Мартыныч признал его сразу и встретил, как желанного гостя. Пожалковал, что ихних лошадей увели зимой какие-то люди. Постучались прикладами в избу, но он стал стрелять из винтовки через двери, и они отступились.
— Че, паря, тут делалось! Пёхом пёрли, на саночках себе фураж везли. Лошадей на мясо переводили и всё шли и шли на энтот Томмот. Страсть божья! А где ж Игнатия потерял?
— К нему добираюсь. Остался зимовать он у эвенков, ногу поломал осенью. Наказывал к тебе зайти, но я так заблукал в Становом, что еле живой выкарабкался.
— Плоток-паромчик для нево у меня припасён, как и сговаривались. Спустил я ево вниз по реке и в проточке ухоронил. Плоты ныне в цене, ежель заплатишь хорошо, так и быть, отдам.
Егор снял с шеи узелок на шнурке.
— Хватит? Тут золотников пять станется.
— Хватит-хватит, — оживился старик, развязывая на погляд тугую ткань, — за такую плату готов кажнюю весну рубить паромы. Не сумлевайся.
— Давай сразу веди к плоту, нечего мне тут ждать-высиживать. Вниз ещё кто поплыл?
— Три парома ушли, сам рубил. Народец безвестный, с Амура и с Витима приискатели. Я отговаривал, не пройти им такой реки. Идём, укажу место.
— Поехали…
Плот лежал на берегу в кустах, прикрытый сверху осокой и мхом. Стащили паром лошадью к воде, загрузили.
— Егорка, — раскурил трубку и присел на корточки Мартыныч, — с конями как мне определиться? Уведут ить в один день. Не устерегу от такой прорвы народу.
— Продай, пёхом выберемся.
— А деньги?
— Себе возьми за труды.
— Дай Бог здоровья тебе, сёдня и продам. Ну, их к лешему! Ежель на обратном пути зима пристигнет — ко мне прибивайся. Знакомые тунгусы кочуют недалече, вывезут нартами к Ларинску. Аль к Зее — куда вздумается. Сохач мне ничего не передавал на словах? Просьбу, могёт быть, какую?
— Передавал. В ваши хитрости я особо не лезу, но просил сказать, что в девяноста верстах от станции Могоча есть якутская резиденция Тунгырь. Там бывают связники остатков банд: Артемьева, генерала Ракитина, Говорова.

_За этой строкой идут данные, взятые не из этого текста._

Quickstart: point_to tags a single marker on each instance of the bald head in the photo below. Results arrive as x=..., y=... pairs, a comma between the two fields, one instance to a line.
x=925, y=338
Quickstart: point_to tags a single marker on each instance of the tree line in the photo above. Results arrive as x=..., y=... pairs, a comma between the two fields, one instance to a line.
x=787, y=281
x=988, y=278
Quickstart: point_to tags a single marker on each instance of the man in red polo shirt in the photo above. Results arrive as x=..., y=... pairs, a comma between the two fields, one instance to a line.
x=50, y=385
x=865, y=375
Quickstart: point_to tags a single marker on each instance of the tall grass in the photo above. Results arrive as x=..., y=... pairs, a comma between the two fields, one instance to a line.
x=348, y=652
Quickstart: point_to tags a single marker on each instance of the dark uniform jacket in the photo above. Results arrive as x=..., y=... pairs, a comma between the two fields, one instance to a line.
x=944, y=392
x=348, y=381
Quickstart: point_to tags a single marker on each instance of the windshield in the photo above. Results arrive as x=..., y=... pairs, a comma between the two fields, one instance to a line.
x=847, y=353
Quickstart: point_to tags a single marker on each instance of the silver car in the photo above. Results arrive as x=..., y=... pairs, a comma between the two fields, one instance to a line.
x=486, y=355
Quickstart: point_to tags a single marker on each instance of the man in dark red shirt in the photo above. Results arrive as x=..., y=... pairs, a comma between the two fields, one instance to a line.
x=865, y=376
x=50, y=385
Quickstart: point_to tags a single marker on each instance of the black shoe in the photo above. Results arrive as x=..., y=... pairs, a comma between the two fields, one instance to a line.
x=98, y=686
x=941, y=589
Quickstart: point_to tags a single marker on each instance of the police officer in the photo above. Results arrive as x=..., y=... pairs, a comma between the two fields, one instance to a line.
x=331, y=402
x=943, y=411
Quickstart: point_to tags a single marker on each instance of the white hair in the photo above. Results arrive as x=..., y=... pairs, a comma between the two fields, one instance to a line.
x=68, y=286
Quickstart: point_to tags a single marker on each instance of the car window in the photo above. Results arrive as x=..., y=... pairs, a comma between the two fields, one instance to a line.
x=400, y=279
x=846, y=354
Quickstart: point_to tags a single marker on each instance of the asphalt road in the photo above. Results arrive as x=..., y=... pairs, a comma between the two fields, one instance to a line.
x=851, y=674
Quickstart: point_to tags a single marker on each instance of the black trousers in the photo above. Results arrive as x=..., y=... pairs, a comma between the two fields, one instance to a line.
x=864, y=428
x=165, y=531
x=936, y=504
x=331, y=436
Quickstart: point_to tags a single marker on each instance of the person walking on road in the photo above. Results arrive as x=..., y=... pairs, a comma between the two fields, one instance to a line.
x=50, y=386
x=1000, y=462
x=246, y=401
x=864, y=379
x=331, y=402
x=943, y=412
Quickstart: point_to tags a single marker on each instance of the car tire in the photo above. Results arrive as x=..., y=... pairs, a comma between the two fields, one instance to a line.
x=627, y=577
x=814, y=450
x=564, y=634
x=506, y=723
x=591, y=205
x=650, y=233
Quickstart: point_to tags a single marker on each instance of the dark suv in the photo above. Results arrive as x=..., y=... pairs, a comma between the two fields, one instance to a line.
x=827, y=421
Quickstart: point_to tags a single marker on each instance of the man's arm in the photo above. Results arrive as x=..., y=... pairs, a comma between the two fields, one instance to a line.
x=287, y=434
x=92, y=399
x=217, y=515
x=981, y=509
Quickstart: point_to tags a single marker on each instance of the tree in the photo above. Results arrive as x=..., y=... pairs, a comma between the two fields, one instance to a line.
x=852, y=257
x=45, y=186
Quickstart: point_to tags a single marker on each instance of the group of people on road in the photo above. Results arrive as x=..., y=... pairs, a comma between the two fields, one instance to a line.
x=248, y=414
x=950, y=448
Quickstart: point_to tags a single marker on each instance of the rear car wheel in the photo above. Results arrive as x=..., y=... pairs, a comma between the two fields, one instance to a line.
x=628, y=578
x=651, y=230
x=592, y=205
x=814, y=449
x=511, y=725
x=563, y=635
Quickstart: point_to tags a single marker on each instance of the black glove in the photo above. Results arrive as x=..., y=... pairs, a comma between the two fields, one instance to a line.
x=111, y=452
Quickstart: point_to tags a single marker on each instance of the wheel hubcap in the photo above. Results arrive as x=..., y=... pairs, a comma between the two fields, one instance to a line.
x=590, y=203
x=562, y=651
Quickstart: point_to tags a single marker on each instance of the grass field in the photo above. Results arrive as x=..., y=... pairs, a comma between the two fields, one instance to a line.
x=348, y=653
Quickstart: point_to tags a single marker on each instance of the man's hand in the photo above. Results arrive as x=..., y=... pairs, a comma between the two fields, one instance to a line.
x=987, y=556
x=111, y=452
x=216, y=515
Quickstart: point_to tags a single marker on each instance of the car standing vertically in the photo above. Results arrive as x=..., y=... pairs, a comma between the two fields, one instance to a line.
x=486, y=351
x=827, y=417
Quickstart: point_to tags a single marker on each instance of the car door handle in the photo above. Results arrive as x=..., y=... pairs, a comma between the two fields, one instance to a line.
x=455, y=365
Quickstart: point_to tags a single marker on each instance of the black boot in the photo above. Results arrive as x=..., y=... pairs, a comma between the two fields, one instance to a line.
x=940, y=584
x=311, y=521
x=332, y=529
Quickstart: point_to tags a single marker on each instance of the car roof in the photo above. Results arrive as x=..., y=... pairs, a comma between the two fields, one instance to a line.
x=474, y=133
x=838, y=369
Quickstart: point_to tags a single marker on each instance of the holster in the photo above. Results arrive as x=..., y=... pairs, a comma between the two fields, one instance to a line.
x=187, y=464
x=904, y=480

К ним направлены специальные поисковики золота из эмигрантов-инженеров, которые должны остаться в тайге и заниматься его тайной добычей, а потом переправой его за границу для нужд контрреволюции. Вот и всё.
— Как же ты так, а? — изменился в лице Мартыныч. — Полумёртвым ты должен был об этом сказать мне. Спасибо, что хоть письмо отослал Балахину об Игнатке, Парфёнов две крупные банды подставил под засады. Хромой хромой, а дело знает туго.

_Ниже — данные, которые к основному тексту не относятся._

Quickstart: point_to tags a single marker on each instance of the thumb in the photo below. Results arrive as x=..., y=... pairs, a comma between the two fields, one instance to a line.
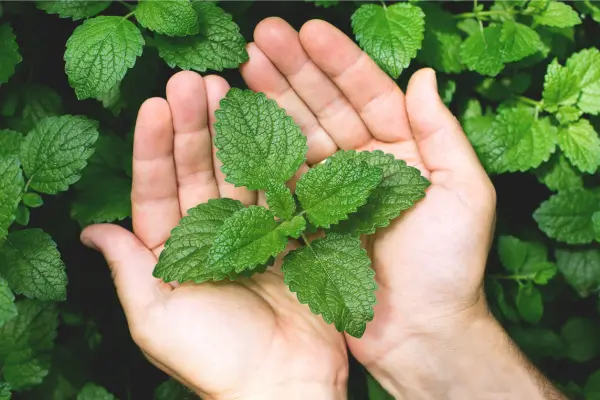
x=439, y=136
x=131, y=265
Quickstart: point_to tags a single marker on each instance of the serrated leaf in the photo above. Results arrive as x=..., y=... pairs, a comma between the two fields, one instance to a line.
x=8, y=308
x=559, y=15
x=171, y=18
x=259, y=144
x=56, y=151
x=11, y=186
x=75, y=9
x=91, y=391
x=25, y=342
x=218, y=45
x=32, y=265
x=558, y=174
x=560, y=87
x=581, y=269
x=581, y=145
x=185, y=255
x=331, y=191
x=567, y=216
x=400, y=187
x=249, y=238
x=10, y=142
x=333, y=276
x=391, y=35
x=280, y=201
x=9, y=52
x=516, y=141
x=99, y=53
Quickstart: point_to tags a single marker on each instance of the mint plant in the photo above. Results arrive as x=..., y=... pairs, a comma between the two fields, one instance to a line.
x=351, y=193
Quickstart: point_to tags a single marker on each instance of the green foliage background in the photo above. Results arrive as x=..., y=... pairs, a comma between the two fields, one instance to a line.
x=523, y=77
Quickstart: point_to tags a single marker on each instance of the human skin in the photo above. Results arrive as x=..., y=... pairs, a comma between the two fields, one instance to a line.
x=432, y=336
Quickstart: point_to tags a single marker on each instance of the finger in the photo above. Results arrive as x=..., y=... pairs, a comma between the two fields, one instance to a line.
x=155, y=204
x=280, y=42
x=216, y=89
x=131, y=265
x=186, y=94
x=374, y=95
x=262, y=76
x=442, y=143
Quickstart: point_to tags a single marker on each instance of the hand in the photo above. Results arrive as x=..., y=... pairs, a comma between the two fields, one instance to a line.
x=243, y=340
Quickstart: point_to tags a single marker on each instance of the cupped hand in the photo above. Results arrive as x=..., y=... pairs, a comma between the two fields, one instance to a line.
x=429, y=262
x=246, y=339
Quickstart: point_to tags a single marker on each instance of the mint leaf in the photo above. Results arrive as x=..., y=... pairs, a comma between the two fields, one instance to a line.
x=8, y=309
x=99, y=53
x=391, y=35
x=400, y=187
x=56, y=151
x=581, y=144
x=75, y=9
x=172, y=18
x=249, y=238
x=560, y=87
x=281, y=201
x=559, y=15
x=25, y=342
x=11, y=186
x=185, y=256
x=332, y=190
x=217, y=46
x=258, y=143
x=517, y=141
x=581, y=269
x=333, y=276
x=10, y=142
x=567, y=216
x=92, y=391
x=558, y=174
x=32, y=265
x=9, y=52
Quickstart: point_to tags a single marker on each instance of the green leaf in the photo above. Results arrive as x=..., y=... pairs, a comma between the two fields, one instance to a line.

Слушай приказ и передай Сохачу. Мойте золото в прежних местах. Именно там бродит где-то крупная потайная артель во главе с удачливым горным инженером Гуреевым. От него уже перехватили двух офицеров с пудом золота на тропе к Манчжурии. Запомни. Балахин сам хотел с тобой повидаться.
— Ладно, запомню. Жив буду, повидаюсь и с тобой, и с ним. А пока надо отыскать Парфёнова. Бывай здоров!